Esta compulsión de Nueva Inglaterra por la «pureza étnica» es también la razón por la que los Federalistas estaban tan indignados por la Compra de Luisiana de Jefferson. «Nuestros progenitores eran vástagos selectos de la mejor estirpe inglesa», afirmaba el Federalista William Cunningham, a diferencia de «los salvajes irlandeses y los agrios alemanes» que habían llegado más recientemente a América. El hecho de que tantos inmigrantes irlandeses y alemanes fueran católicos también molestaba profundamente a los puritanos de Nueva Inglaterra. 

El Federalista William Stoughton declaró que «Dios tamizó a toda una Nación para poder enviar Granos selectos [como él mismo, por ejemplo...] a este desierto». La compra de Luisiana amenazaba con arruinar todo eso al invitar a «hordas de extranjeros» a ocupar el territorio recién comprado, como explicó Banner.

A causa de la Compra de Luisiana y su amenaza a la «pureza ética» de Nueva Inglaterra, Josiah Quincy declaró que «los lazos de la Unión están virtualmente disueltos» y que «será el deber de algunos, prepararse para una separación [del Atlántico Medio y el Sur] amistosamente si pueden, violentamente si deben». Pickering escribió a su compañero Federalista George Cabot sobre la «depravación» de Jefferson y concluyó que «el principio de nuestra Revolución apunta a un remedio: la separación.» 

Así, el secretario de Estado de George Washington consideraba obviamente que la secesión era «el» principio de la Revolución Americana y, por tanto, un derecho fundamental que poseían los ciudadanos de cada estado. En aquella época, los americanos entendían que la unión de los estados era voluntaria, que los ciudadanos de cada estado celebraban convenciones políticas para entrar o no en la unión y que, por lo tanto, cada estado tenía derecho a abandonar la unión si ésta interfería en la búsqueda de la «felicidad» de los ciudadanos, como se afirmaba explícitamente en los documentos de ratificación constitucional de Virginia, Rhode Island y Nueva York. El dictamen jeffersoniano de la Declaración de Independencia, según el cual los gobiernos derivan sus justos poderes del consentimiento de los gobernados, y cuando éstos ya no dan su consentimiento es su deber abolir el gobierno y sustituirlo por uno nuevo, era algo natural para estos primeros americanos. «Tengo pocas dudas», dijo Pickering, «de que esto [la secesión] puede lograrse sin derramar una gota de sangre», y «Massachusetts tomaría la iniciativa».
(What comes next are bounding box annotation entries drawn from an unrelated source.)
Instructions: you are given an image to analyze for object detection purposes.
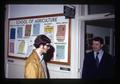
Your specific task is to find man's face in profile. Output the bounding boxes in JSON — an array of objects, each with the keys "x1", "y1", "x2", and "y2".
[{"x1": 92, "y1": 40, "x2": 103, "y2": 52}]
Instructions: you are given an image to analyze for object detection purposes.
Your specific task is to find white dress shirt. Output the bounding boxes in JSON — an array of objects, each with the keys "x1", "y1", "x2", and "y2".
[{"x1": 36, "y1": 51, "x2": 47, "y2": 78}]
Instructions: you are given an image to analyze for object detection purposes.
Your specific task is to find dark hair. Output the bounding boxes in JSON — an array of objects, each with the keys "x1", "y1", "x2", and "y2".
[
  {"x1": 34, "y1": 34, "x2": 51, "y2": 48},
  {"x1": 92, "y1": 37, "x2": 104, "y2": 44}
]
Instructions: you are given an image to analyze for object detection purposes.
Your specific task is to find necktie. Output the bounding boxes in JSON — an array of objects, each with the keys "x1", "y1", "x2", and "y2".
[{"x1": 96, "y1": 52, "x2": 99, "y2": 66}]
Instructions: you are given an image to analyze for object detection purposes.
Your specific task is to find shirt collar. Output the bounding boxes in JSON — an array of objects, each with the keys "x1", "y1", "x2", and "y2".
[
  {"x1": 36, "y1": 50, "x2": 43, "y2": 61},
  {"x1": 94, "y1": 49, "x2": 103, "y2": 56}
]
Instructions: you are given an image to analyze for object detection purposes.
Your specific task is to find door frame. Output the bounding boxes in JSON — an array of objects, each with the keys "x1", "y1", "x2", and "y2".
[{"x1": 78, "y1": 13, "x2": 115, "y2": 78}]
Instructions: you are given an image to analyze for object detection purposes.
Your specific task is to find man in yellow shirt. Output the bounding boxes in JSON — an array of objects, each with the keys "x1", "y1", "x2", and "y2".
[{"x1": 24, "y1": 35, "x2": 51, "y2": 78}]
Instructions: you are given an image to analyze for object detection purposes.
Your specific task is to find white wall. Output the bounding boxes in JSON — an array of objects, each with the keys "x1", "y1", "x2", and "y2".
[
  {"x1": 6, "y1": 5, "x2": 79, "y2": 78},
  {"x1": 86, "y1": 25, "x2": 113, "y2": 55},
  {"x1": 86, "y1": 25, "x2": 110, "y2": 38}
]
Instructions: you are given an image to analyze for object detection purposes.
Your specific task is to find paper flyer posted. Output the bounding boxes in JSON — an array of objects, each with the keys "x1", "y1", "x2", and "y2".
[
  {"x1": 9, "y1": 42, "x2": 14, "y2": 53},
  {"x1": 27, "y1": 38, "x2": 35, "y2": 56},
  {"x1": 17, "y1": 27, "x2": 23, "y2": 38},
  {"x1": 33, "y1": 24, "x2": 40, "y2": 35},
  {"x1": 44, "y1": 26, "x2": 54, "y2": 42},
  {"x1": 56, "y1": 25, "x2": 66, "y2": 41},
  {"x1": 18, "y1": 40, "x2": 25, "y2": 54},
  {"x1": 25, "y1": 25, "x2": 31, "y2": 36},
  {"x1": 10, "y1": 28, "x2": 16, "y2": 39},
  {"x1": 56, "y1": 45, "x2": 65, "y2": 60}
]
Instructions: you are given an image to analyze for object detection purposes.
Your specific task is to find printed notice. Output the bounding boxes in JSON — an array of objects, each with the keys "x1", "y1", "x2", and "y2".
[
  {"x1": 56, "y1": 25, "x2": 66, "y2": 41},
  {"x1": 25, "y1": 25, "x2": 31, "y2": 36},
  {"x1": 17, "y1": 27, "x2": 23, "y2": 38},
  {"x1": 10, "y1": 28, "x2": 16, "y2": 39},
  {"x1": 10, "y1": 42, "x2": 14, "y2": 53},
  {"x1": 44, "y1": 26, "x2": 54, "y2": 42},
  {"x1": 56, "y1": 45, "x2": 65, "y2": 60},
  {"x1": 33, "y1": 24, "x2": 40, "y2": 35},
  {"x1": 18, "y1": 40, "x2": 25, "y2": 54}
]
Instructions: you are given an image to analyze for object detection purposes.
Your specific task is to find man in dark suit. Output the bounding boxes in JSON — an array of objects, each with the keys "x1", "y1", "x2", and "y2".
[{"x1": 82, "y1": 37, "x2": 114, "y2": 79}]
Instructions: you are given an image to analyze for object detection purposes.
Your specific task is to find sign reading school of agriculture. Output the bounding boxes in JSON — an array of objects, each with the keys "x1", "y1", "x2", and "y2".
[{"x1": 8, "y1": 14, "x2": 71, "y2": 65}]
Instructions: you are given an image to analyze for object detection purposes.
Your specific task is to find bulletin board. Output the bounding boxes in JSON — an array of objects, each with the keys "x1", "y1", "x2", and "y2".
[{"x1": 8, "y1": 13, "x2": 71, "y2": 65}]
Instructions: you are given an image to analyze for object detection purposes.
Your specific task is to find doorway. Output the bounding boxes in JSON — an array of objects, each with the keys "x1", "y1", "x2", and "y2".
[{"x1": 78, "y1": 14, "x2": 115, "y2": 78}]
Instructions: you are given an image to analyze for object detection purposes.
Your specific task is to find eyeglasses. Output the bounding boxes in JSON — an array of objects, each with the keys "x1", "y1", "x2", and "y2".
[{"x1": 46, "y1": 44, "x2": 50, "y2": 48}]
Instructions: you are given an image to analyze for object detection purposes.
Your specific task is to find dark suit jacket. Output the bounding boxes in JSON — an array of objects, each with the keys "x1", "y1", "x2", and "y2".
[{"x1": 82, "y1": 52, "x2": 114, "y2": 79}]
En 1807 Gran Bretaña estaba en guerra con Francia y anunció una política que «aseguraría a sus propios marineros dondequiera que se encontraran», lo que incluía a los barcos de EEUU en alta mar. Después de que un buque de guerra británico capturara el USS Chesapeake frente a Hampton Roads, Virginia, el Presidente Jefferson impuso un embargo comercial como medida temporal y alternativa a otra guerra con Gran Bretaña. El embargo continuó bajo su sucesor, James Madison, y fue duramente discriminatorio contra la creciente industria naviera de Nueva Inglaterra. Esto radicalizó aún más a los secesionistas de Nueva Inglaterra, y la legislatura del estado de Massachusetts utilizó el principio jeffersoniano de la anulación para declarar que la Ley de Ejecución del presidente Madison «no era legalmente vinculante». 
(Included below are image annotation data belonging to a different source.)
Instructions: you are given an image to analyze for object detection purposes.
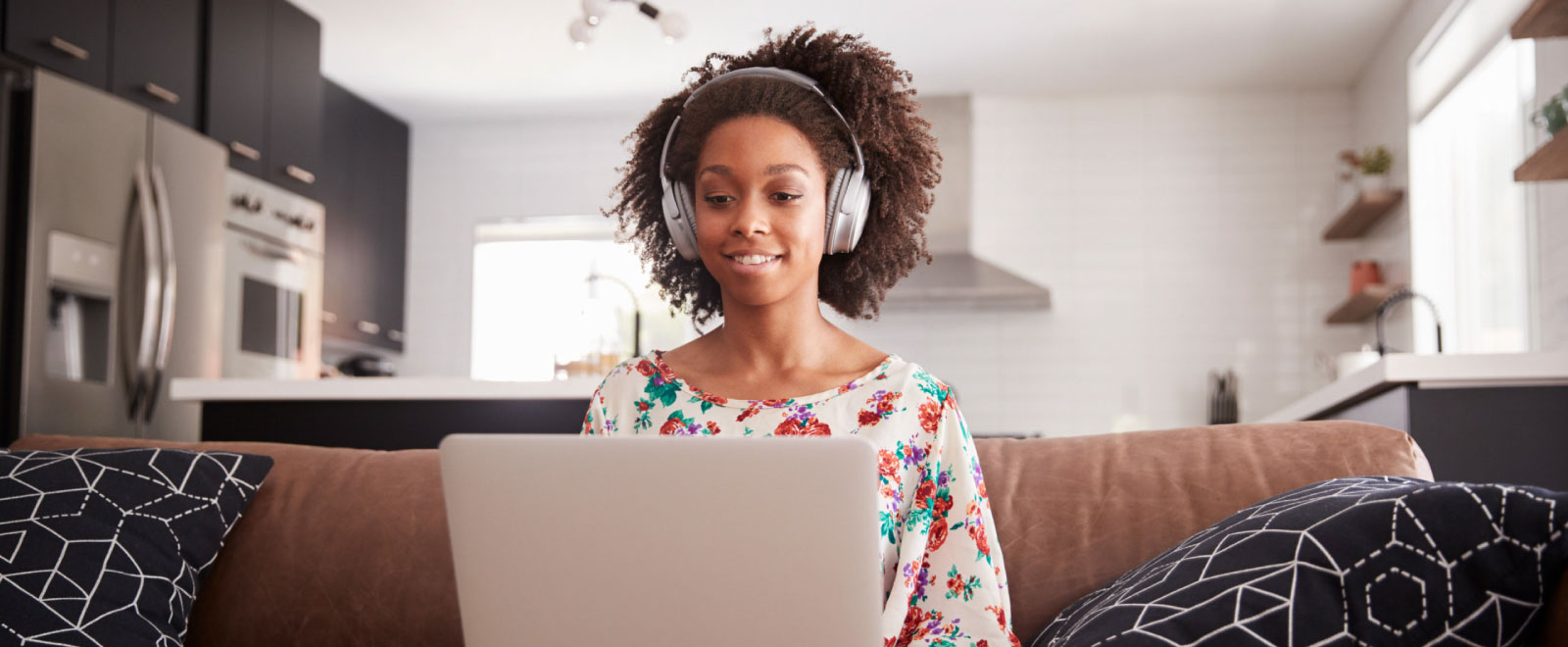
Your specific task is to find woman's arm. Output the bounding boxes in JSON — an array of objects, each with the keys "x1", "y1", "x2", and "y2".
[{"x1": 888, "y1": 380, "x2": 1019, "y2": 647}]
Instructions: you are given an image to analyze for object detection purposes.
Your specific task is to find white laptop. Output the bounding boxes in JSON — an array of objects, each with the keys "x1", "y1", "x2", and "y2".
[{"x1": 441, "y1": 435, "x2": 883, "y2": 647}]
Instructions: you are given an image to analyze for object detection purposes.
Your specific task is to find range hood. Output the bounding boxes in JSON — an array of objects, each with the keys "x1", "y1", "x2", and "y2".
[
  {"x1": 883, "y1": 251, "x2": 1051, "y2": 311},
  {"x1": 883, "y1": 96, "x2": 1051, "y2": 311}
]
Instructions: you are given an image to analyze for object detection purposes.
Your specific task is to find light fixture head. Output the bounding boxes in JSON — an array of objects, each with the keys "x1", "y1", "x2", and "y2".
[
  {"x1": 659, "y1": 11, "x2": 687, "y2": 44},
  {"x1": 566, "y1": 18, "x2": 593, "y2": 49},
  {"x1": 583, "y1": 0, "x2": 610, "y2": 25}
]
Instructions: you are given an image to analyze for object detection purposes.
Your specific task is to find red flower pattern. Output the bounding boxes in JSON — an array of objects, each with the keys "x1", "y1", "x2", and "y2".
[
  {"x1": 920, "y1": 400, "x2": 943, "y2": 433},
  {"x1": 773, "y1": 418, "x2": 833, "y2": 436}
]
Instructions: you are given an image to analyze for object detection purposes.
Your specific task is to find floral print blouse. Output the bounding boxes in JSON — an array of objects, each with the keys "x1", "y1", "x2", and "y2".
[{"x1": 583, "y1": 350, "x2": 1019, "y2": 647}]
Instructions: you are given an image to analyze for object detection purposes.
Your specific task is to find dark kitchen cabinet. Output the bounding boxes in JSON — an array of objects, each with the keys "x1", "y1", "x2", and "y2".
[
  {"x1": 5, "y1": 0, "x2": 112, "y2": 88},
  {"x1": 265, "y1": 2, "x2": 324, "y2": 198},
  {"x1": 202, "y1": 0, "x2": 323, "y2": 199},
  {"x1": 110, "y1": 0, "x2": 202, "y2": 128},
  {"x1": 202, "y1": 0, "x2": 274, "y2": 177},
  {"x1": 321, "y1": 81, "x2": 410, "y2": 352}
]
Cuando América entró de nuevo en guerra con Gran Bretaña durante la Guerra de 1812, Nueva Inglaterra se separó de facto al no participar. La legislatura de Massachusetts calificó la guerra de «innecesaria e imprudente» y estaba causando «un sacrificio gratuito de los intereses de Nueva Inglaterra». «Que no haya voluntarios» para la guerra, aconsejó la legislatura. 

Estas tres cosas —la Compra de Luisiana, el embargo y la Guerra de 1812— son las que alimentaron el movimiento de secesión de Nueva Inglaterra y engendraron una profunda división Norte/Sur en la política de América. Pero la convención de secesión de Hartford de 1814 fue capturada por arribistas políticos —políticos profesionales y líderes del partido— que eran mucho menos radicales que las bases Federalistas que estaban más en línea con el pensamiento de Pickering et al. El secesionista John Lowell, Jr. explicó que los líderes del partido se oponían a la secesión porque «habría cortado su última oportunidad de ascenso a nivel nacional».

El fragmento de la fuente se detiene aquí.